What Type of Speed Hump Should I Get?

Cars speeding down streets in residential areas and business districts could be potential headaches for residents, business owners, and pedestrians. This is where traffic calming devices such as speed humps could be quite useful. And this is especially true for business owners. It’s important, after all, that you ensure the safety of your customers.

But how exactly do speed humps help? Well, it’s because these traffic calming devices urge drivers to slow down. If they don’t, drivers will not only experience extreme discomfort, but also possibly damage their vehicles. 
However, there are different kinds of speed humps out there and not all road types are allowed to have them. So which one should you have installed in your street or property? 


Speed humps can be of different types, material, and measurement. But two of the most common types are the ones below:

Trapezoidal speed humps → these are flat top speed humps that would best suit local streets or main roads in small communities. This can be installed with a wider top that could double as a pedestrian lane or crosswalk. Due to this, most installations of trapezoidal speed humps increase the visibility of crosswalks, as well as the possibility of drivers giving way to pedestrians. 

Semi-circular speed humps → these are speed humps with rounded tops, and because of the sloped surface, they’re not quite safe for pedestrians to use. More importantly, in the Australian Standards through AS2890.1:2004, it is stated that all speed humps should have flat tops, not rounded ones. 

If you’re planning to install speed humps mainly in a parking area, then you should get the ones that comply with the Australian Standard for Type 2 Speed Hump, which has the following four main specifications:

  1. Each one should have a height of 25mm to 75mm.
  2. Each must be flat on top or trapezoidal, not rounded or semi-circular.
  3. Each must have a ramp angle of 2:1. 
  4. Each must have alternating parallel stripe markings of 250mm wide, which could be yellow or white in colour. 

Now, how do you choose exactly which ones to have installed? Well, below are some questions you might want to answer first before making your choice. 
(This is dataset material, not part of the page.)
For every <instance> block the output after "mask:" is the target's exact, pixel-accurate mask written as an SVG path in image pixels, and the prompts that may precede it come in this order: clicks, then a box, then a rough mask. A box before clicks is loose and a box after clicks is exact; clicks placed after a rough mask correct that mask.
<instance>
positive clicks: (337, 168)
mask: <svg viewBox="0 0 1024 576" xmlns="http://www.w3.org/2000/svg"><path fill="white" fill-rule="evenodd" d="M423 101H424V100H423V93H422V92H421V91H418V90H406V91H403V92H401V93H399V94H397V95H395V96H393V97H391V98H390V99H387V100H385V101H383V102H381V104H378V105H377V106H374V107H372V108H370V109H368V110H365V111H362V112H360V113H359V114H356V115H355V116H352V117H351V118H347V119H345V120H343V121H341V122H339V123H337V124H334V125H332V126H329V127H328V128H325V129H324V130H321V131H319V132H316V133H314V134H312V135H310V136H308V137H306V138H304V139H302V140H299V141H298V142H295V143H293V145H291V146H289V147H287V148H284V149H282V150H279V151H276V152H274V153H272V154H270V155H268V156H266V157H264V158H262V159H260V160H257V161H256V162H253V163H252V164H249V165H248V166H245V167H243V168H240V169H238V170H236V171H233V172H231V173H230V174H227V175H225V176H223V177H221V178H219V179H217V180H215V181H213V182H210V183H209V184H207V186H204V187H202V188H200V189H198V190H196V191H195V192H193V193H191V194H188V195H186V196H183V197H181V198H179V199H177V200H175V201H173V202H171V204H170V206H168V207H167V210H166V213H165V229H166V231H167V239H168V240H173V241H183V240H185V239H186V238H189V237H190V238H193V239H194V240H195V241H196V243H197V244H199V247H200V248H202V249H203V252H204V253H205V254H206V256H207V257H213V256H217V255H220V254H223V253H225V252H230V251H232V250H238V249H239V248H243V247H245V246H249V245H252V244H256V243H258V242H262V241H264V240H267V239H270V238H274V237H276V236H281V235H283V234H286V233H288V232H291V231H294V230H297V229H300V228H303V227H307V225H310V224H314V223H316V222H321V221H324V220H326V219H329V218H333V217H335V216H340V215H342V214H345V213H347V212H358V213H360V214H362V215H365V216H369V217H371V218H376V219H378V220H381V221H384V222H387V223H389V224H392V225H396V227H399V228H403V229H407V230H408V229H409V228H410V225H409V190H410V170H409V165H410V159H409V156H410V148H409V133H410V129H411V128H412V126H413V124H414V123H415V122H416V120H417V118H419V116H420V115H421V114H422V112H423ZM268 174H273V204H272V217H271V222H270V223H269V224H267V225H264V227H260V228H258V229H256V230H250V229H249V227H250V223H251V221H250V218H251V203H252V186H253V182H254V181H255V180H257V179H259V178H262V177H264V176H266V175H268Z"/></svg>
Most cities classify their roads according to its location and the amount of traffic it gets. In Brisbane, roads are classified into six categories: 

  1. Motorway
  2. Arterial Route
  3. Suburban Route
  4. District Access
  5. Neighbourhood Access
  6. Local Access

Of the six road types, however, installation of speed humps can only be possible with Neighbourhood and Local Access road types. The first four road types get high vehicular traffic, around 3,000 to 30,000 vehicles per day. Due to this, the city council has deemed it unsuitable for traffic calming devices such as speed humps.

If you have more questions about the right Speed Humps for your situation Contact Us for advice and Speed Hump pricing. View the Speed Humps we supply AUSTRALIA wide. We Install Speed Humps in the Brisbane, South East Qld and Greater Melbourne area.


As have been mentioned above, local city councils do not recommend installing speed humps in roads or streets that get a lot of traffic every day. After all, speed humps are mainly for the benefit of pedestrians and cyclists… since they are the most vulnerable road users of city streets. If your street falls under the two classifications, which are Neighbourhood Access and Local Access, that can have speed humps, you may then ask your local city council to assess your neighbourhood street. Often, they would do this by collecting valuable data such as average traffic volume and speed in your street using tube counters that will be temporarily installed on the surface of roads. 


The average speed limit set for vehicles in the city of Brisbane is 50km per hour. Unless otherwise stated in road signs, this is true for all roads within the city. And this is also true for Neighbourhood and Local Access road types. In cases when roads have a different set speed limit, however, visible signs at regular intervals will be posted along the streets or roads so motorists would be aware of them. In school zones, for instance, the speed limit is usually 40km per hour. And it’s expected that there will be signs around and on the roads themselves indicating them as such. 

Now, if you think that the roads or streets within your residential community should have a lower speed limit, you may have your roads assessed by your local city council. You can also ask them for advice on how to go about requesting permission on installing speed humps, which would force stricter compliance for drivers using your street, especially in the event that your city council agrees to lower its speed limit. 


After all other considerations and criteria, you still should consult the professionals about it. People with knowledge of traffic engineering are the ones who have had years of experience, as well as the technical know-how, to correctly determine which speed hump design and material would best suit your needs. Just make sure that you find someone you can trust to do the work right. Ask for references or seek out customer reviews, so you have some idea on their quality of work and expected output. 

Speed humps are ideal for limiting vehicle speed not only in local neighbourhood streets, but also carparks and shopping centre driveways. But just to be sure, consult your city council before having them installed, so you don’t end up paying a fine and having them removed anyway.